En effet, la constitution a consacré une dualité au sein de l'autorité
exécutive avec un président de la République élu au suffrage universel, ayant donc
une légitimité incontestable, et le président du gouvernement qui n'a pas moins
la réalité du pouvoir.
En la matière, on a affaire à un cocktail qui pourrait se révéler
explosif, la forme de parlementarisme retenue comportant de rares mécanismes de
rationalisation insuffisants pour assurer l'équilibre du système. On espère
bien que davantage de rationalisation et d'équilibre soient introduits lors des
prochains jours, mais la situation actuelle étant déjà le produit d'un
compromis politique laborieux, il n'y aurait probablement plus de changement.
Les crainte sont également grandes quant au rôle de la cour et du
mécanisme de justice constitutionnels qui constituent pourtant deux piliers
incontournables d'une démocratie viable. Ainsi, si l'indépendance de la cour
constitutionnelle est proclamée, elle n'est nullement assurée, ni véritablement
ni sérieusement, dans les modalités de sa composition.
Les mesures transitoires posent également un certain nombre de
problèmes du fait notamment de la confusion des dispositions y relatives.
La plus grosse crainte porte enfin sur la durabilité de la
constitution telle qu'elle est aujourd'hui; plus particulièrement, dans ses
dispositions concernant le régime politique.

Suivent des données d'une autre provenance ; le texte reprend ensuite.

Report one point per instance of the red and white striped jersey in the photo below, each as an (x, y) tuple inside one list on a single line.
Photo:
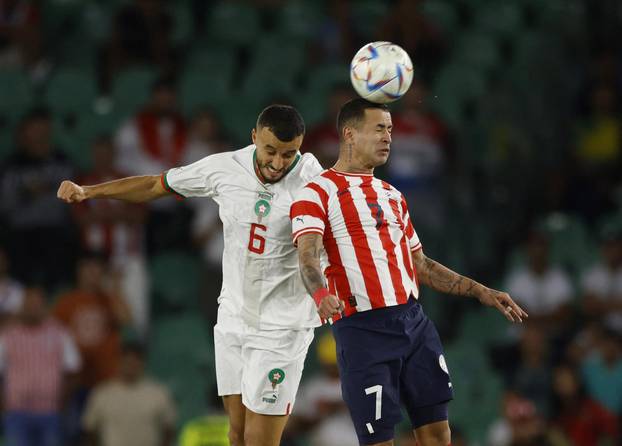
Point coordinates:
[(367, 234)]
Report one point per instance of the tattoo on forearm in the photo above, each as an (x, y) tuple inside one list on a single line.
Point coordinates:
[(441, 278), (312, 277)]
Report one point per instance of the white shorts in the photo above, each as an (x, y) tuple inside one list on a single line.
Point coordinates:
[(264, 366)]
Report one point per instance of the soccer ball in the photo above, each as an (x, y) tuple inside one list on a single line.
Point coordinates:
[(381, 72)]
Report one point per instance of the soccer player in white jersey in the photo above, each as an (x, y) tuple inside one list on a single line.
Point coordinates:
[(388, 351), (265, 318)]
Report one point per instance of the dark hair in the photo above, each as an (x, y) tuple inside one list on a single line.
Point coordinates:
[(353, 112), (282, 120), (134, 348)]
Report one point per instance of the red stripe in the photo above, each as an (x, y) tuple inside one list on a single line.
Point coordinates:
[(359, 241), (304, 207), (321, 193), (338, 283), (404, 241), (387, 244)]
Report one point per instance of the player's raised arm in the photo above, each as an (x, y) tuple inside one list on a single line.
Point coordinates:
[(133, 189), (309, 248), (441, 278)]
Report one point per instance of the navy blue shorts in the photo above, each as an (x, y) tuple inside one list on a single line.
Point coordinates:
[(389, 357)]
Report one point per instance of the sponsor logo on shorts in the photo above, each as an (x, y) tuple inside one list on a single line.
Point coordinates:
[(270, 397), (443, 364), (276, 376)]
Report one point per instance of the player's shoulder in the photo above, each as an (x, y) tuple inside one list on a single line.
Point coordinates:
[(310, 167)]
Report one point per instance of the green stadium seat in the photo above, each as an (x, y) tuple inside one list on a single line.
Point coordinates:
[(367, 15), (71, 90), (299, 19), (323, 78), (477, 389), (477, 49), (131, 88), (454, 86), (442, 14), (203, 88), (213, 58), (16, 92), (503, 19), (175, 281), (181, 355), (234, 23)]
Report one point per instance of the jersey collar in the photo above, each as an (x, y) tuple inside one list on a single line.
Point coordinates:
[(258, 172)]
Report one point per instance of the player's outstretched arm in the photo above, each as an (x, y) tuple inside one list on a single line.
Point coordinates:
[(309, 249), (441, 278), (133, 189)]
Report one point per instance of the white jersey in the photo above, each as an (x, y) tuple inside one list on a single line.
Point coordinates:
[(261, 278)]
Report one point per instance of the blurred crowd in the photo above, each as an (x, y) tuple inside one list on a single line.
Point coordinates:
[(508, 148)]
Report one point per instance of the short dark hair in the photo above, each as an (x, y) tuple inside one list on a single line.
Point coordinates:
[(353, 112), (282, 120)]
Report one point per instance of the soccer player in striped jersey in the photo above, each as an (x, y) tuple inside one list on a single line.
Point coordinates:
[(388, 351), (265, 318)]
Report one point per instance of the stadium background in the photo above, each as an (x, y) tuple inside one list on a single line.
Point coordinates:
[(510, 150)]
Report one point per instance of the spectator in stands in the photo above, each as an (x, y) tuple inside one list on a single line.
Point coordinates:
[(130, 410), (11, 291), (142, 34), (320, 412), (578, 418), (323, 138), (602, 371), (20, 36), (116, 229), (39, 226), (406, 25), (419, 158), (531, 376), (154, 141), (37, 361), (602, 284), (205, 138), (520, 424), (95, 314), (598, 154), (542, 289)]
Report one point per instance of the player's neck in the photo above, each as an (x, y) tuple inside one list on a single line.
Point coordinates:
[(352, 166)]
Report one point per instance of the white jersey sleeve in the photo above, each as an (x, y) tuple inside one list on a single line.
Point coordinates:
[(193, 180)]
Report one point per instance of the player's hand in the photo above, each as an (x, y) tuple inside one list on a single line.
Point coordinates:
[(504, 303), (70, 192), (330, 306)]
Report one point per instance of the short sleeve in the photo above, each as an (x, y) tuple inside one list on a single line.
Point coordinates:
[(71, 358), (308, 212), (409, 229), (92, 418), (167, 411), (193, 180)]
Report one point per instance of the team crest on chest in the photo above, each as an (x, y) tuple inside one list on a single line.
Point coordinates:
[(263, 206)]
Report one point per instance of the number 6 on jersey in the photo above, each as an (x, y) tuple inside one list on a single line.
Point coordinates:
[(256, 243)]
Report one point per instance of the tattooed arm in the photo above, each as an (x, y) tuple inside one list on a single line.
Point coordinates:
[(309, 249), (441, 278)]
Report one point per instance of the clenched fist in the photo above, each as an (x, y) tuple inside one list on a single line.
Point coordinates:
[(70, 192)]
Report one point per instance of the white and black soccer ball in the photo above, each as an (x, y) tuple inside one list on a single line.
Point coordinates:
[(381, 72)]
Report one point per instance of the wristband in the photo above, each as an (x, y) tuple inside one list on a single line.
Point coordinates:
[(319, 295)]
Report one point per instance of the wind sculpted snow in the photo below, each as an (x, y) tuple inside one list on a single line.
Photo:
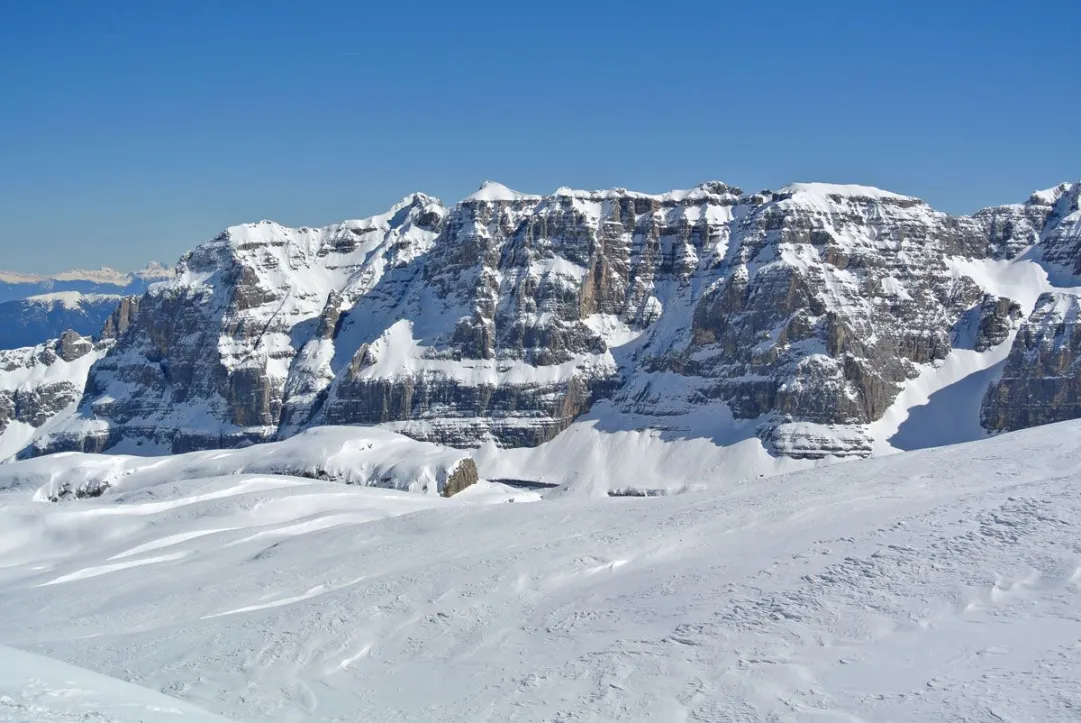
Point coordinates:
[(935, 585)]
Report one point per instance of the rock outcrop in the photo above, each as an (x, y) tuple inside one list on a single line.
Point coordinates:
[(39, 383), (796, 316)]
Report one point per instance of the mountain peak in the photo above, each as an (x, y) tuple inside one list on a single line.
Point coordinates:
[(494, 191)]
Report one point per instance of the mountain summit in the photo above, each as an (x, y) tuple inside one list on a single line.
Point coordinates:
[(813, 321)]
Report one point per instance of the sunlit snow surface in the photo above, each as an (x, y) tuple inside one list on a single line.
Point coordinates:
[(37, 690), (941, 585)]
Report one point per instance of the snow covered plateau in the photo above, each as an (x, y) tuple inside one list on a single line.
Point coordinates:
[(938, 585)]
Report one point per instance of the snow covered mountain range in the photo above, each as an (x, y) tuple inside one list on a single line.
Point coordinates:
[(29, 321), (811, 322), (14, 285), (937, 585)]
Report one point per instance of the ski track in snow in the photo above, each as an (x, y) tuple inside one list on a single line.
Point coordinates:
[(937, 585)]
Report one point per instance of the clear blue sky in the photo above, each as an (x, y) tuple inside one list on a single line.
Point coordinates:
[(132, 131)]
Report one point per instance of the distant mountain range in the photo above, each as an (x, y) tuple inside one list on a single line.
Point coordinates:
[(15, 285), (810, 322)]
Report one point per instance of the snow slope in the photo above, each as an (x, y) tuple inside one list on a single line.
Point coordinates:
[(939, 585), (349, 455), (36, 688), (35, 319), (15, 285)]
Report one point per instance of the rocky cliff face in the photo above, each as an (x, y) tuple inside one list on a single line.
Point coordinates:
[(793, 316), (30, 321), (81, 282)]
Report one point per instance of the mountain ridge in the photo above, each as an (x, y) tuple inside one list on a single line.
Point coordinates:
[(798, 316)]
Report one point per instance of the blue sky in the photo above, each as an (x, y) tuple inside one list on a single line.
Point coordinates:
[(132, 131)]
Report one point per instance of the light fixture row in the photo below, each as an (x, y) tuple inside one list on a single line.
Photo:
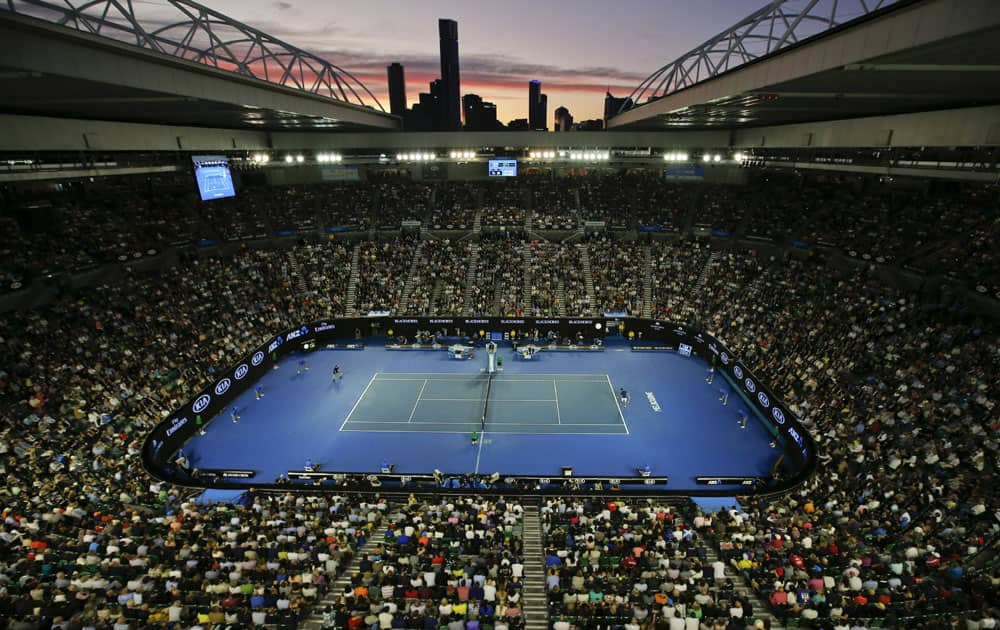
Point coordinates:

Par trop déséquilibré, le régime choisi ne saurait entraîner, dans
le cas d'une concordance parlementaire et présidentielle, qu'une immunité de
l'exécutif et une dictature partisane; et dans le cas de discordance, à une
situation d'instabilité récurrente.
On n'a donc pas les éléments de base d'une constitution pérenne;
ce qui est de nature à imposer la nécessité de futures adaptations. On est donc
loin de la constitution en monument historique comme on l'aurait souhaité; de
multiples vices, et de formulations pour le moins, entraîneront forcément des
violations et des adaptations.
Au final, eu égard aux réticences mentales et à la force des
mauvaises habitudes, c'est peut-être bien davantage une société de droit qu'ont
aurait dû s'employer à favoriser qu'à commencer par chercher à ériger un État
de droit. Cela aurait bien permis de diminuer ou du moins d'échapper aux
travers entachant le projet actuel de la constitution en cours de vote.